South Carolina Boeing workers reject union

Feb 23, 2017

When Boeing first announced it would build a second production line of the 787 Dreamliner in South Carolina instead of Washington, elitists from around the country weren’t shy about expressing their view that workers in the south were less intelligent and less capable than their more evolved counterparts here.

The union that represents Boeing workers, International Association of Machinists (IAM) made it clear they did not believe South Carolinians were up to the task of building planes.

And who can forget the outrageously disparaging editorial penned by a Chicago labor attorney and published in The Wall Street Journal calling Boeing’s move a “harbinger of quality decline.”   That author dramatically declared the move “a threat to the economic security of this country,” and informed readers they should be “aghast” that Boeing “wants a less-skilled, lower-quality work force.”  He went on to characterize South Carolina workers as “poorly educated,” “low-skill” and “unable to compete,” but sought to soften the blow by explaining it wasn’t their fault as they are simply products of that state’s “inferior schools.”

Turns out those South Carolinians are much smarter than elitists gave them credit for—last week Boeing workers in that state overwhelmingly rejected the union that at first ridiculed South Carolina workers for not being smart enough to build planes, and then sued to shut them down and force their jobs back to Washington.

The 74% vote against the union is a major defeat for labor executives who have been determined to replicate the unionized work-force that has pushed Boeing from the forced-unionism state of Washington and into right-to-work South Carolina. 

Under the representation of the IAM union, Boeing workers in Washington went on strike three times in 13 years, shutting down production lines and leaving the company unable to meet order deadlines.  Considered one of the most expensive strikes in history, the last of the three strikes was in 2008, when 27,000 International Association of Machinists and Aerospace Workers walked off the job.  That two-month strike, in the midst of the Great Recession, cost Boeing more than $2 billion.  

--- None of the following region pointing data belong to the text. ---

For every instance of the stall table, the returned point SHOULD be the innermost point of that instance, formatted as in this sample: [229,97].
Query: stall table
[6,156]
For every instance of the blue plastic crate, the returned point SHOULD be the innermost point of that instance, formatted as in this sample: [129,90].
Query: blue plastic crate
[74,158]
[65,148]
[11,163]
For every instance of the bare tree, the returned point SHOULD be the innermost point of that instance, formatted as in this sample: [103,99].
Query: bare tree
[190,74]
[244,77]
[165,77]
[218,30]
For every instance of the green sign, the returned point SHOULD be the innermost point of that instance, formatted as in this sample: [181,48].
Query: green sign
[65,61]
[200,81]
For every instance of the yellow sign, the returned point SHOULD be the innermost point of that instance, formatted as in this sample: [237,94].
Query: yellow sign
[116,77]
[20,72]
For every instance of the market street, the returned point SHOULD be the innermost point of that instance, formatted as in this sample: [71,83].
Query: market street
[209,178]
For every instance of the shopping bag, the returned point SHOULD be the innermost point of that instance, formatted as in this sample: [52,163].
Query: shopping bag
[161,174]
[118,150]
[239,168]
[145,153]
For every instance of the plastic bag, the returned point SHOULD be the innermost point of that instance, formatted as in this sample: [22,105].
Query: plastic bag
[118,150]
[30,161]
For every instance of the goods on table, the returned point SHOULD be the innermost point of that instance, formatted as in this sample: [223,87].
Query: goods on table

Then Boeing CEO Jim McNerney warned, "We believe this track record of repeated union work stoppages is earning us a reputation as an unreliable supplier to our customers, who ultimately provide job security by buying our airplanes.”  Shortly after, Boeing announced it would be siting a second production line of the 787 in the right-to-work state of South Carolina.

According to a 2009 consultant’s report, the “frequency and high costs of work stoppages, fairly or unfairly, reflect negatively on Washington” in attracting aerospace work.  That is evident in the fact that aerospace job growth in Washington increased just 18% between 2007 and 2012, compared to a staggering 613% in South Carolina.

As a former CEO of aerospace company Vought Aircraft Industries explains, his decision to locate that company’s facilities in South Carolina in 2004 (which were ultimately sold to Boeing) was driven primarily by the state’s right-to-work law and the goal of “avoiding unions.”

He said that despite the aerospace tax breaks passed in Washington state to secure the first 787 final-assembly line, he didn't even consider Everett for the fuselage-section plants that ended up in South Carolina.

"I would still have been facing a union environment, and I did not want that. A lot of our business case was based on what the labor rates would be. That was why I never wanted to go to the Northwest…It just wasn't on our radar."

This is precisely why I was happy to accept an invitation to recently testify in support of SB 5692, which would make Washington the 29th right-to-work state.

During my testimony, I referenced the numerous studies showing states with right-to-work laws attract more new business than non right-to-work states.  Professional site consultants say a RTW law is one of the most important factors companies consider when deciding where to build major facilities—half of manufacturers automatically screen out any non-RTW state.  The comments from the former Vought CEO are simply more real-world evidence of this reality.

Last week’s vote sends a strong message that Boeing workers in South Carolina very clearly understand their advantage over their Washington counterparts.